# Original 1923 Lionel Train Catalog



## IronHorse2130 (Jan 21, 2010)

Hi,

I am new to this forum and am not really a collector of model trains. I do collect old military items, baseball memorabilia and other assorted goodies. Some time ago I purchased this vintage Lionel catalog because I liked the graphics and the condition was top notch!

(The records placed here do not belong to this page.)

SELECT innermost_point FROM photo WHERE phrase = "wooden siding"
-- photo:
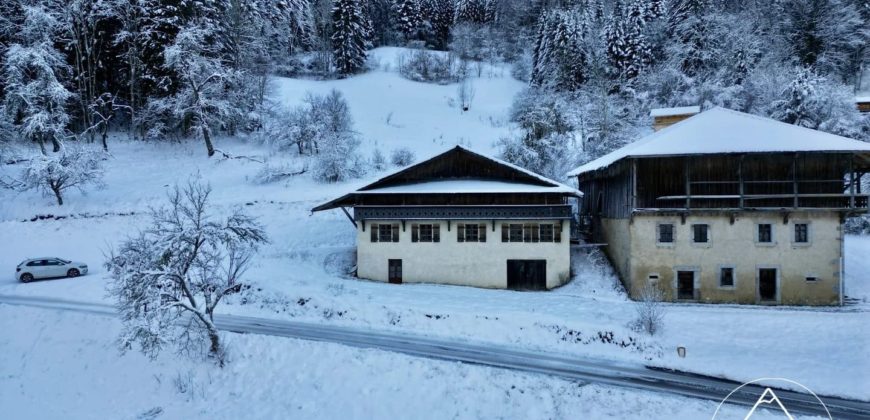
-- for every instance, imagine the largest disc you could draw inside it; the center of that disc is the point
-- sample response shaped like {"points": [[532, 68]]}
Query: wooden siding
{"points": [[769, 181]]}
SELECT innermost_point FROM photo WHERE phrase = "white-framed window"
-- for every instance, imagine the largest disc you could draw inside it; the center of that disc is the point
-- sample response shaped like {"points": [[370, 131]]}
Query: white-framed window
{"points": [[471, 232], [801, 233], [764, 234], [385, 232], [666, 233], [700, 233], [425, 232], [531, 232], [727, 277]]}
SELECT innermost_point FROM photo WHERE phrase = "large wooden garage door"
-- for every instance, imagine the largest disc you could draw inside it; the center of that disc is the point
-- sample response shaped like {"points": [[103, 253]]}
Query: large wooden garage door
{"points": [[527, 274]]}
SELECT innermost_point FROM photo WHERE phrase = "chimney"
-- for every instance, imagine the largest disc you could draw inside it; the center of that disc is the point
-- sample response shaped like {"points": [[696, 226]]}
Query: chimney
{"points": [[663, 117]]}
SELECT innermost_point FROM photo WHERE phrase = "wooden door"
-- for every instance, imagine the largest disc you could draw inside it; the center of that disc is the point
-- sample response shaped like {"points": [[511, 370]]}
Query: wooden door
{"points": [[527, 274], [767, 284], [686, 285], [395, 271]]}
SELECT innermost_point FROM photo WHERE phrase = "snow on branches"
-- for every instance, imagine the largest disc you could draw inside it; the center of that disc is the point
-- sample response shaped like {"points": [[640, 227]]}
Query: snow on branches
{"points": [[169, 279], [72, 167]]}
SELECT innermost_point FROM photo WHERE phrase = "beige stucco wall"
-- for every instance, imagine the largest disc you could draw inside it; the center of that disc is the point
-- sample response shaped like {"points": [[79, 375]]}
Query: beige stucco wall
{"points": [[735, 246], [481, 264], [617, 236]]}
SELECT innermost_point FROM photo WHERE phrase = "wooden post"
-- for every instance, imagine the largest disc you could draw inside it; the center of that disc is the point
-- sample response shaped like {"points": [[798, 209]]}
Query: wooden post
{"points": [[740, 179], [794, 180], [688, 186], [851, 183], [633, 185]]}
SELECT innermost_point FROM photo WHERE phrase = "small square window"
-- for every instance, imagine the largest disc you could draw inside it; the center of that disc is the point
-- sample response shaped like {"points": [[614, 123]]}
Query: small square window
{"points": [[765, 233], [666, 233], [700, 234], [515, 233], [802, 233], [726, 277], [546, 232]]}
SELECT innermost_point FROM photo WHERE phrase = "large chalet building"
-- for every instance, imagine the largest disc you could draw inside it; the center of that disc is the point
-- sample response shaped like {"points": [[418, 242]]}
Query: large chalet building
{"points": [[462, 218], [727, 207]]}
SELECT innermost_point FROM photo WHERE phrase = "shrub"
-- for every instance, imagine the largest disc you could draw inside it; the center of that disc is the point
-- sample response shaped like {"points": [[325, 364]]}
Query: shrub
{"points": [[428, 66], [650, 310], [402, 157]]}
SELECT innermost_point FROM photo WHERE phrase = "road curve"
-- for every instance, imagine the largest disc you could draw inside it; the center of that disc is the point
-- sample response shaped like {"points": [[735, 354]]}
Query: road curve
{"points": [[587, 369]]}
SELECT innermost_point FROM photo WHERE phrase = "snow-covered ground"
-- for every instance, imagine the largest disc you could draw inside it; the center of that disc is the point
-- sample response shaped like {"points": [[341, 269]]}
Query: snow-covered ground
{"points": [[65, 365], [301, 274]]}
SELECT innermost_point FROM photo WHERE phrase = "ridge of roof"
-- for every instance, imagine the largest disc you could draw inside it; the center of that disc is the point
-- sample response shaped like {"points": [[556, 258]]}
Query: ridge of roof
{"points": [[736, 119]]}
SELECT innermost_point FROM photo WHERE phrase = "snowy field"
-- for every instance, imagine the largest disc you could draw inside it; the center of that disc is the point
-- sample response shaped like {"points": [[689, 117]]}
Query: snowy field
{"points": [[302, 274], [65, 366]]}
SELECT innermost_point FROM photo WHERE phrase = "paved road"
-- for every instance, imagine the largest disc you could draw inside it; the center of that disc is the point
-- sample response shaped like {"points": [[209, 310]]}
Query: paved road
{"points": [[586, 370]]}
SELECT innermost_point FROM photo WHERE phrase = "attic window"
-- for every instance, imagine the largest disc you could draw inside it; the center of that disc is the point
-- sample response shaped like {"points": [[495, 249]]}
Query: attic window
{"points": [[666, 233], [385, 232]]}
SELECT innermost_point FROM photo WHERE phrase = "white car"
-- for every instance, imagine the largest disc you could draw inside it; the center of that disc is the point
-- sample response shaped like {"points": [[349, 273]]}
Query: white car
{"points": [[46, 268]]}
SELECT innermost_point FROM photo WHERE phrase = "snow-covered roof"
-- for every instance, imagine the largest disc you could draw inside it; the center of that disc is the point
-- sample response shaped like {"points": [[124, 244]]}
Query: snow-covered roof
{"points": [[436, 175], [721, 130], [667, 112], [465, 186]]}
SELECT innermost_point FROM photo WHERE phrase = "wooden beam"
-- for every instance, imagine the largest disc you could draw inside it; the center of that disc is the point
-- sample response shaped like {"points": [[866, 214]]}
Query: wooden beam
{"points": [[794, 180], [851, 183], [633, 184], [688, 185], [740, 179], [349, 217]]}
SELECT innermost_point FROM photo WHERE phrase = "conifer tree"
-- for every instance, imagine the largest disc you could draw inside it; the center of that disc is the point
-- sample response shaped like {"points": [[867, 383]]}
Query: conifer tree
{"points": [[350, 37]]}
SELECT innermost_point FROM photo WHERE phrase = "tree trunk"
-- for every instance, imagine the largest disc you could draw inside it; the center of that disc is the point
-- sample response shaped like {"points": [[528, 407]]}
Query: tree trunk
{"points": [[215, 349], [105, 136], [207, 137], [57, 195]]}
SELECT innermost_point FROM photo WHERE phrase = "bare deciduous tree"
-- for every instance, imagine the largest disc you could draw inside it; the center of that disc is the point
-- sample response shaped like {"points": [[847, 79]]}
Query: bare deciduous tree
{"points": [[169, 279], [73, 166], [650, 310]]}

I believe it is from 1923 but am not positive. It is accompanied by the original envelope and is in fantastic condition. I am likely going to sell it and would like to know a value. Thanks in advance!


----------



## T-Man (May 16, 2008)

Well on page 13 I have two of the passenger cars. A trade secret, at a good bookstore you could find guides for the different eras of Lionel. I am not into pricing but for you as a first timer I will say it is 1923. The catalog has a C6 as 175. It is collectable at that price it would be a serious collector. Scarcity is a 6. C7 rates a 275. That's the book. To me that is a lot of trains. I have a CD where I can print some of these but not all. ebay may have them. The envelope is a good extra. A good find for you but as a buyer there is more out there than I can ever get.


----------



## IronHorse2130 (Jan 21, 2010)

Thanks for the reply. Any other thoughts/input?


----------



## PW_Lionel_Collector (Jul 13, 2009)

IronHorse2130 said:


> Hi,
> 
> I am new to this forum and am not really a collector of model trains. I do collect old military items, baseball memorabilia and other assorted goodies. Some time ago I purchased this vintage Lionel catalog because I liked the graphics and the condition was top notch!
> 
> I believe it is from 1923 but am not positive. It is accompanied by the original envelope and is in fantastic condition. I am likely going to sell it and would like to know a value. Thanks in advance!


Hello,

The 1923 Lionel catalog is in exceptional condition.  It's rare to find a catalog in this condition with the original envelop. Though many people collect prewar and postwar Lionel, catalogs don't bring a high value compared to the trains (Unless it's an extremely rare catalog). I would say the price of this item depends on who is bidding (Prices will be all over the place). An estimate at what this would take at auction would be around $50-$100. If you didn't have the original envelop I would say $45-$65, the original envelop makes a big deal. Hope this helps. Jason :thumbsup:


----------



## T-Man (May 16, 2008)

I learned through e bay the 60's had repro's. That agrees with PW's pricing 10 to 50. The repro's were 10. The 50's didn't say original. With selling anything it's finding the clientele.


----------